A gracious hostess who enjoyed entertaining and cooking, Mrs. Sim wrote to Mrs. Child after the well-known chef's recipe for puff pastry failed.

"In a 1978 typewritten note to my mother, she acknowledged the flaw in the recipe and said she no longer used it," said a daughter, Karen Bonhus Dunlop of Columbia. "She sent one that worked better and on the typed letter included corrections written in her own hand."

In the letter, Mrs. Child made several suggestions on rolling the dough as well as its temperature, and on making sure the rolling surface was sprinkled with enough flour so it wouldn't stick.

"I just think that the important thing is to keep on making it and that you feel at ease with it," Mrs. Child advised, and then admitted, "I don't use the other system at all any more."

Mrs. Sim, who moved to Columbia in 2002, was also an avid reader and perennial gardener.

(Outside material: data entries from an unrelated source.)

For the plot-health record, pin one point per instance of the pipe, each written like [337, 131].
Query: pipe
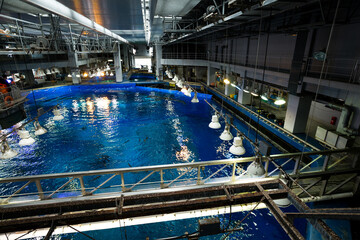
[328, 197]
[347, 119]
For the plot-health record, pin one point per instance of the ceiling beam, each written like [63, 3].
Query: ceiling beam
[61, 10]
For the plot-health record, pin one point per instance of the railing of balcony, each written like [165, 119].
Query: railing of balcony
[114, 181]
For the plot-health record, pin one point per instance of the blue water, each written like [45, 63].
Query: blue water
[107, 127]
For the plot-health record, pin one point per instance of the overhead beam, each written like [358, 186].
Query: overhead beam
[61, 10]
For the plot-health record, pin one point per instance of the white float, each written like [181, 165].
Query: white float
[226, 134]
[214, 122]
[237, 148]
[6, 151]
[195, 99]
[57, 114]
[39, 130]
[26, 139]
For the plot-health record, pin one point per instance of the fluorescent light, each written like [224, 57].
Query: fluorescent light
[279, 101]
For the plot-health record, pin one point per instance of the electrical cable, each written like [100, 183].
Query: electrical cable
[2, 2]
[263, 75]
[81, 232]
[237, 225]
[321, 72]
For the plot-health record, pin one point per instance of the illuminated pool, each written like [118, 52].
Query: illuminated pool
[117, 126]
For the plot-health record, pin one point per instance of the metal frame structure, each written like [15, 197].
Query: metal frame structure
[191, 174]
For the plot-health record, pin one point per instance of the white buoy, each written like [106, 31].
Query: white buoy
[283, 202]
[57, 114]
[175, 79]
[26, 139]
[195, 99]
[256, 169]
[237, 148]
[226, 134]
[39, 130]
[214, 122]
[6, 151]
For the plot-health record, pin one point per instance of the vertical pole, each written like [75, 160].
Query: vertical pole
[122, 182]
[297, 164]
[199, 176]
[233, 173]
[40, 191]
[161, 179]
[82, 185]
[117, 64]
[158, 50]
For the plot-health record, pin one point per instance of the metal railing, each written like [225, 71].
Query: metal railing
[337, 69]
[153, 177]
[10, 97]
[274, 125]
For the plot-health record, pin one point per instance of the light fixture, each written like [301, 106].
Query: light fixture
[214, 122]
[57, 114]
[195, 99]
[6, 151]
[235, 86]
[264, 97]
[279, 101]
[255, 93]
[237, 148]
[26, 139]
[226, 134]
[39, 130]
[256, 169]
[246, 89]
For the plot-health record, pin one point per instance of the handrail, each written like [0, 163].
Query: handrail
[267, 121]
[169, 166]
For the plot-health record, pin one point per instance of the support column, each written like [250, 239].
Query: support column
[210, 75]
[296, 76]
[74, 67]
[75, 74]
[158, 51]
[244, 98]
[117, 64]
[126, 57]
[297, 113]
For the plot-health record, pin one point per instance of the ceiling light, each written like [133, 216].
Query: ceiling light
[255, 93]
[246, 89]
[279, 101]
[264, 97]
[214, 122]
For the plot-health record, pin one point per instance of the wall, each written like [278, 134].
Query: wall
[321, 116]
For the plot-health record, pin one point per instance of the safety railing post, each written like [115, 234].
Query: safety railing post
[162, 185]
[39, 188]
[122, 182]
[233, 172]
[82, 185]
[326, 162]
[199, 176]
[266, 167]
[297, 165]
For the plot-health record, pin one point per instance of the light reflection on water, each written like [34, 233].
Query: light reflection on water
[120, 129]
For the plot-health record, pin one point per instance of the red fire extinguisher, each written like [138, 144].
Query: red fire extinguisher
[333, 120]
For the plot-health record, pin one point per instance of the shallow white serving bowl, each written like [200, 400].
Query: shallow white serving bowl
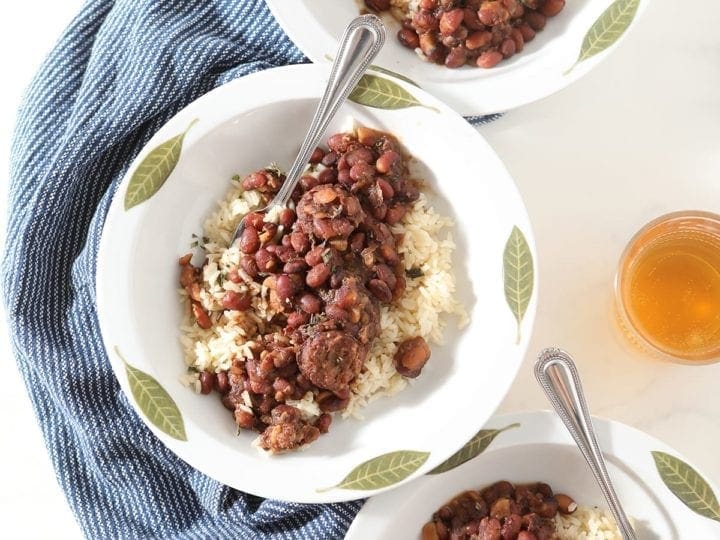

"We had a private memorial dinner gathering Saturday in her home, using her china, silver and linens. We had canapes prepared by a granddaughter who is a professional chef in New York and wine," Mrs. Dunlop said.

No services will be held.

Also surviving are a son, John Bonhus of Minneapolis; another daughter, Ann Bonhus Smith of Maple Grove, Minn.; a brother, Walter Kinnard of Zionsville, Ind.; seven grandchildren; 11 great-grandchildren; and five great-great-grandchildren.